Synopses & Reviews
The premise of Confessional Politics is that in this confessional age, "telling all is in." From a unique variety of perspectives and angles, the essays in this collection explore the association of confession with femininity; they examine its function as a gender-specific discourse as they probe its many feminized genres and subgenres. Confessional Politics investigates the creative and strategic ways in which women shape the telling of their sexual stories in order to resist and negotiate the confessional practices designed to position them in conventional sexual frameworks.

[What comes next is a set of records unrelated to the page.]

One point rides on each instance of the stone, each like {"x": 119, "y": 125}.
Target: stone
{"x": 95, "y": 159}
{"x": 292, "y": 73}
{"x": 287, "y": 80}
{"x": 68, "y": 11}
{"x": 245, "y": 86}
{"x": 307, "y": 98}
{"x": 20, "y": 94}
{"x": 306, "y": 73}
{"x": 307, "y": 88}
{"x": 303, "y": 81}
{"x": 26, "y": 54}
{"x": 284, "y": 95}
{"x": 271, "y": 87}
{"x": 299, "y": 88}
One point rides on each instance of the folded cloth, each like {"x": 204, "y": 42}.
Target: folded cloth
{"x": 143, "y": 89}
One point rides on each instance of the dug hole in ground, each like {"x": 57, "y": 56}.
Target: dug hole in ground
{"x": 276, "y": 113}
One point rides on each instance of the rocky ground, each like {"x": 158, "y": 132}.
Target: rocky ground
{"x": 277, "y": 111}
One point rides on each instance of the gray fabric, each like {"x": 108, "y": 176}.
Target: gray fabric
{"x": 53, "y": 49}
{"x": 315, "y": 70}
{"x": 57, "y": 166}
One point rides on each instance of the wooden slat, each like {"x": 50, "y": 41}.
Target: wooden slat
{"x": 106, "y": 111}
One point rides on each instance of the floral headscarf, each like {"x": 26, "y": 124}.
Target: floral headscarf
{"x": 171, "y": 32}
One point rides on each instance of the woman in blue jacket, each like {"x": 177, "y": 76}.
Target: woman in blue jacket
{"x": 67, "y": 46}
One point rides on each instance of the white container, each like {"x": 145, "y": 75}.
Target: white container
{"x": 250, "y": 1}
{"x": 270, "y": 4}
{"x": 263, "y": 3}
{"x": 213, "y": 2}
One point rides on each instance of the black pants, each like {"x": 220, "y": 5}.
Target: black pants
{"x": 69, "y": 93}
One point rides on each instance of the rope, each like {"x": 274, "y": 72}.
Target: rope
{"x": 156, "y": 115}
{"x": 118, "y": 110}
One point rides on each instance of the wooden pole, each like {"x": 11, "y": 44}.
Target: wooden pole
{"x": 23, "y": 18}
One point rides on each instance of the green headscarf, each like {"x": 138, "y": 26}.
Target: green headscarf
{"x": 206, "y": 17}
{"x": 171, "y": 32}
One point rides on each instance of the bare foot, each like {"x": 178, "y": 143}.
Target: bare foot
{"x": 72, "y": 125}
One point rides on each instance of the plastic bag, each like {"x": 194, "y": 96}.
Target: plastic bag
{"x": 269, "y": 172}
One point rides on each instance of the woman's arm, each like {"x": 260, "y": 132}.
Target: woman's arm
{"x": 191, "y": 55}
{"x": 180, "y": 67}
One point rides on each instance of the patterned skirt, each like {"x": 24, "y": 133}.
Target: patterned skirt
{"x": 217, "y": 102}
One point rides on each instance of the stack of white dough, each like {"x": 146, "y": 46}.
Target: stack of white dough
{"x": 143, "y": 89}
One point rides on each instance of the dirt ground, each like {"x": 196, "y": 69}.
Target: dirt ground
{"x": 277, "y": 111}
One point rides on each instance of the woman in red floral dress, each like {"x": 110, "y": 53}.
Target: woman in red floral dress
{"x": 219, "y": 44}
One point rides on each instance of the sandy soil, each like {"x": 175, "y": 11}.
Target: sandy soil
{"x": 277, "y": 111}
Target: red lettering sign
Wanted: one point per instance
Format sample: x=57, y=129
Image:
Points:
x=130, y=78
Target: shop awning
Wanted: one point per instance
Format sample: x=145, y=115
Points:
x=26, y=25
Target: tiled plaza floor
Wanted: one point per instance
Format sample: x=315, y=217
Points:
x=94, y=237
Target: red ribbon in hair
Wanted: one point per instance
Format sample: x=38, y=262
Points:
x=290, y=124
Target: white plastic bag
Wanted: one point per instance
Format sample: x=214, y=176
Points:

Investigating the confessional politics of traditional forms of social life writing (including erotic diaries, journals, letters, and confessional fiction), this book significantly expands its focus beyond conventional forms to include practices affecting mass readerships and audiences. The collection addresses provocative general topics: talk shows, sexual harassment, sexual abuse, sexuality, self-help books, and cross-dressing, as well as expressive works such as contemporary Canadian women's poetry, lesbian fiction, performance art, Anne Frank's recently released complete diary, and memoirs.
Review
"Gammel has done a simply outstanding job. This is not a collection of ten essays on a related topic. The division of the book into Confessional Interventions, Confessional Modalities, and Confessional Inversions allows the reader to read this book as a single unit, something that unfortunately rarely happens in such gatherings of essays."James King, author of Virginia Woolf and William Blake: A Life
About the Author
Irene Gammel is an associate professor of English and women's studies at the University of Prince Edward Island. She is the author of Sexualizing Power in Naturalism: Theodore Dreiser and Frederick Philip Grove and the coeditor of L. M. Montgomery and Canadian Culture.